Apesar das dificuldades, a colheita de abóboras foi boa. Mas Riva tem outras preocupações. “As florestas trouxeram muitas pragas, como a chara (cobra cruzeira) e o zorro (um canino selvagem), que come os cordeiros”, conta. Ele também teme pelo futuro: “A terra fica inutilizada com os eucaliptos”. Ele não tem esperanças de conseguir ajuda dos políticos: “Estão todos a favor. Quando chegam ao governo, se juntam todos”. Mas ele esclarece que o principal líder do movimento é Washington Lockhart, que mora ao lado de uma floresta.
Aridez
Formado como técnico agropecuário, Lockhart optou pela vida no campo. Vive na sua chácara há 33 anos. A poucos metros da sua casa se estende um maciço de eucaliptos. “Eu conheço isso aqui antes e depois da chegada das florestas. Em 1994, começaram a secar os poços. Secava um e eu fazia outro. Fiz quatro poços. O primeiro dava água a 10 metros. O último tem 46 metros de profundidade. Tinha três metros de água. Agora, só a metade”, relata. Ele nos acompanha até uma baixada, onde antes havia um banhado. O chão está esturricado, sem água nem grama. Mais adiante, mostra um riachuelo completamente seco: “Aqui, a gente pescava”. Aponta mais adiante e lembra: “Ali, nadavam os cavalos”.

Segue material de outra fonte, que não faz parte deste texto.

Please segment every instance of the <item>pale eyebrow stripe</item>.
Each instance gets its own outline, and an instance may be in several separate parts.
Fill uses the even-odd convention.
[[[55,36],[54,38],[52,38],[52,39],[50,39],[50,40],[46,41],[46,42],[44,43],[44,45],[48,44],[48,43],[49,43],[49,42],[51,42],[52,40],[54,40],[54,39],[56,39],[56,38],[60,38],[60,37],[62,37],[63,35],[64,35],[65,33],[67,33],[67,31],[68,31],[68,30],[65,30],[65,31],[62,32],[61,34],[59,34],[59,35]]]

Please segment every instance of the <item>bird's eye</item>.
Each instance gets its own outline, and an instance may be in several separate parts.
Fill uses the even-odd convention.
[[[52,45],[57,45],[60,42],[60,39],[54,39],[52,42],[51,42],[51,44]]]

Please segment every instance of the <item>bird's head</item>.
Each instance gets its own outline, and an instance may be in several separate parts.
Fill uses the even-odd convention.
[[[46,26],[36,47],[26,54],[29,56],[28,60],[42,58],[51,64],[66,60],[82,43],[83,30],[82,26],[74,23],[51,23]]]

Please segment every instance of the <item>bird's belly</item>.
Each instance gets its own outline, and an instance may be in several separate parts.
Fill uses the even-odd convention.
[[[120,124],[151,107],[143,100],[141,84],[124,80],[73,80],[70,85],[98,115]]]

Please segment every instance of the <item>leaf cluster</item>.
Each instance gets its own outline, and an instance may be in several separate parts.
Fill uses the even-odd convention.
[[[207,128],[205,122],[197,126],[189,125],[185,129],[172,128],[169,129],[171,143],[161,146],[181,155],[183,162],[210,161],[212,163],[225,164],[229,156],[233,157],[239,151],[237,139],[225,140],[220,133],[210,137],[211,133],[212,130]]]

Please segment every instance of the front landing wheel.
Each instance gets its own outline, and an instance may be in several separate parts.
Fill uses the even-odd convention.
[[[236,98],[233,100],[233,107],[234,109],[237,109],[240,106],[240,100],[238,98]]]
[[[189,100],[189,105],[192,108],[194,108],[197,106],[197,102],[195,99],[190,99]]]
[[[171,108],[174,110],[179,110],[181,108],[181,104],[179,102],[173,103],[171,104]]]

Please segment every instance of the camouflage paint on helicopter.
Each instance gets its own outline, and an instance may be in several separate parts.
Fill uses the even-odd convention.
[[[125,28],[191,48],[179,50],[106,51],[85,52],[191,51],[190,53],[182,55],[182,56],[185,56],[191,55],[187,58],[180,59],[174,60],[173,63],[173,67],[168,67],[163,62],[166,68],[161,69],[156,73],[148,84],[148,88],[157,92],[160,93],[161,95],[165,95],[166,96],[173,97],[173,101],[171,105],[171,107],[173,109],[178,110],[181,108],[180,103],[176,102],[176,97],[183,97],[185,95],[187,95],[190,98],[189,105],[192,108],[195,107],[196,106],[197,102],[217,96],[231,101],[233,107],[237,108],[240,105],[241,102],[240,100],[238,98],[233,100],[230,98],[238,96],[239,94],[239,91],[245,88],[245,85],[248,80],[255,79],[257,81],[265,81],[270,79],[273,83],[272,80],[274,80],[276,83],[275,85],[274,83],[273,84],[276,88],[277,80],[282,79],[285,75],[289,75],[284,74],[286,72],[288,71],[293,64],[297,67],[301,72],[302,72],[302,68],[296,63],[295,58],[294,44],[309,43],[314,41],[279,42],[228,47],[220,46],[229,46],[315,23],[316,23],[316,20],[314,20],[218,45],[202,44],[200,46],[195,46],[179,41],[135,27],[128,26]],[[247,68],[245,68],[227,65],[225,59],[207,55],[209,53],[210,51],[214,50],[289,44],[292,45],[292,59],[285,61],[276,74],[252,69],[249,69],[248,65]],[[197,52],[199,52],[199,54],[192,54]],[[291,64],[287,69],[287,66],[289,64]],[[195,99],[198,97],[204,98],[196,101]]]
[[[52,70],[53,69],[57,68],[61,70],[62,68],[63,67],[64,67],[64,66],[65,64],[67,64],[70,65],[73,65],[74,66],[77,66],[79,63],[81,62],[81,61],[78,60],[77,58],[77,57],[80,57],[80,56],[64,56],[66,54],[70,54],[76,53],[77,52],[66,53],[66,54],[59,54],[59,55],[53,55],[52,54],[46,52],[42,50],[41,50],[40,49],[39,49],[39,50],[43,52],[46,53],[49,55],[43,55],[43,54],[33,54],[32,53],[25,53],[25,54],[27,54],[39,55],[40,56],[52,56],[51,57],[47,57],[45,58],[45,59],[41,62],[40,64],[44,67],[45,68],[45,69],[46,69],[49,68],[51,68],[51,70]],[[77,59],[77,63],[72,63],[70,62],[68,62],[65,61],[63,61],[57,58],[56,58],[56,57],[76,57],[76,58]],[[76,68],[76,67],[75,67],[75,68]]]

Lockhart conta que neste ano 150 famílias da região foram abastecidas com caminhões pipa: “Abasteciam tonéis nas casas a cada 15 dias”. Afirma que a produção de alimentos era farta na região: “Havia muita produção, mas cerca de 70 famílias se foram. Uma das escolas fechou”. Ele mantém a produção de queijos finos, com tecnologia bem avançada. “A monocultura do eucalipto está prejudicando a produção de alimentos. É um modelo de desenvolvimento do governo. Aqui, todos os políticos estão a favor disso”, lamenta.
(Por Lúcio Vaz, Correio Braziliense, Eco Agência, 07/05/2008)
Esta reportagem integra a série especial publicada desde domingo pelo Correio Braziliense sobre os desertos verdes no Rio Grande do Sul e Uruguai, reproduzida com autorização pela EcoAgência.